Bozen - Klotzen und keinesfalls kleckern - so mag es offenbar das Wohlstandsparadies Südtirol. Nicht weniger als 30 Millionen Euro blätterte die Landesregierung in Bozen hin, um sich von Berliner Architekten einen schicken Glaskubus für zeitgenössische Kunst bauen zu lassen. Um den spektakulären Aufbruch in die Moderne standesgemäß zu zelebrieren, will Südtirol in diesem Jahr auch als Ausrichter der europäischen Biennale für die Gegenwartskunst, der Manifesta, glänzen.

400 Künstler wurden für die Eröffnungsschau des Bozner Museion und die Manifesta aufgeboten - das sind mehr als für Documenta und Venedigs Biennale zusammen. Der triumphalen Abkehr der Alpenprovinz von der Traditionskultur schien denn auch nichts mehr wirklich im Wege zu stehen. Wäre da nicht dieser lustige grasgrüne Frosch. Mit heraushängender Zunge und einem Bierkrug in der Hand hängt er an einem Kruzifix.

Älplerischen Ayatollahs gilt das Werk des 1997 in Wien verstorbenen Künstlers Martin Kippenberger als untragbarer Frevel. Und klar: Südtirols Tagblatt Dolomiten machte sich einmal mehr zum Fürsprecher katholischer Anständigkeit, Dutzende empörter Leserbriefe schürten Wogen selbstgerechter Biederkeit, wöchentlich erflehen Betgruppen vor dem Museion göttliche Nachsicht, und Schützen entrollen warnende Transparente.

Südtirol, das sich gerade stolz zum Blick über den eigenen Gartenzaun aufgerichtet hatte, fiel nun unvermittelt wieder in die Froschperspektive zurück: In seltener Einmütigkeit forderten Südtiroler Volkspartei und Nationale Allianz die Entfernung des giftgrünen Ärgernisses.

Der Präsident des Regionalrats, Franz Pahl, rüstet mit einem Hungerstreik für die bevorstehende Landtagswahl. Die Kurie bangt, der lange Schatten des Kippenberger-Kruzifixes könne auch auf den sommerlichen Südtirol-Urlaub des Papstes fallen. Vor Joseph Ratzingers Anreise, so das Verdikt, müsse der Frosch verschwinden. Das tat er auch. Vorerst verbarg die gerüffelte Museumsleitung das "respekt- und geschmacklose Werk" (Landeshauptmann Luis Durnwalder) hinter einer "Medienwand" - einer Collage aus Zeitungsausschnitten zur Kunstaffäre.

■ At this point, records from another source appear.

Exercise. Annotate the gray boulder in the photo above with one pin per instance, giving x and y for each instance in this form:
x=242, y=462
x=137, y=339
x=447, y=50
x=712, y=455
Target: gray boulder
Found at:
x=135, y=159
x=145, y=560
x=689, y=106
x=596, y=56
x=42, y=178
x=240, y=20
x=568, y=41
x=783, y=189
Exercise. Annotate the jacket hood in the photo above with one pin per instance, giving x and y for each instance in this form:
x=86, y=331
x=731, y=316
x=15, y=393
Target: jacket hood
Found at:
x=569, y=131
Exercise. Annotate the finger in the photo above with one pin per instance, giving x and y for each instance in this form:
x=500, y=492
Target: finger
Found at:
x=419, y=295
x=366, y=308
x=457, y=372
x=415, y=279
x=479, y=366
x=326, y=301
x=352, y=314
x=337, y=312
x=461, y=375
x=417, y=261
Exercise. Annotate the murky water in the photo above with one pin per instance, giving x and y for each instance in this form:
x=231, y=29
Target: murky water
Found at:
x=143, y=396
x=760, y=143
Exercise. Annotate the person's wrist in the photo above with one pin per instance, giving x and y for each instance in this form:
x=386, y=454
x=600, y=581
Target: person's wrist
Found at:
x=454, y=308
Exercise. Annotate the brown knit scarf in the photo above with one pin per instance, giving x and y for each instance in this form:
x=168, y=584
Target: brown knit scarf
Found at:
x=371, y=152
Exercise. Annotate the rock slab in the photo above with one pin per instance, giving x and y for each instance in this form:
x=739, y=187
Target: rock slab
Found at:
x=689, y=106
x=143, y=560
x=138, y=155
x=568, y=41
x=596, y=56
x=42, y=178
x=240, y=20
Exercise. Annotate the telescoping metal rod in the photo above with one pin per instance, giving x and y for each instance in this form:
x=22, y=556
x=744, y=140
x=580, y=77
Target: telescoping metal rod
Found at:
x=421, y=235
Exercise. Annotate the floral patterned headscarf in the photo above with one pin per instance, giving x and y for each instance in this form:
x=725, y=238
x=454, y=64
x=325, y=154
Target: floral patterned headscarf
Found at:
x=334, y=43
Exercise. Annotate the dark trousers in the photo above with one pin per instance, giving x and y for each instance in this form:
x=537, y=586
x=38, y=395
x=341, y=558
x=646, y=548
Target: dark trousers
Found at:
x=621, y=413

Doch die Tage der Schweizer Museion-Direktorin Corinne Diserens scheinen dennoch gezählt. Warum man in Südtirol das Werk eines arrivierten Künstlers wie Martin Kippenberger so schamhaft verhüllt, dem die größten Museen der Welt ganze Retrospektiven widmen, das begründete Kulturlandesrätin Sabina Kasslatter-Mur schließlich mit dem eher entwaffnenden Argument: "Wir sind hier nicht in New York!" Dachten wir's doch. Vielleicht doch besser ein Defregger-Museum? (Gerhard Mumelter / DER STANDARD, Print-Ausgabe, 14.7.2008)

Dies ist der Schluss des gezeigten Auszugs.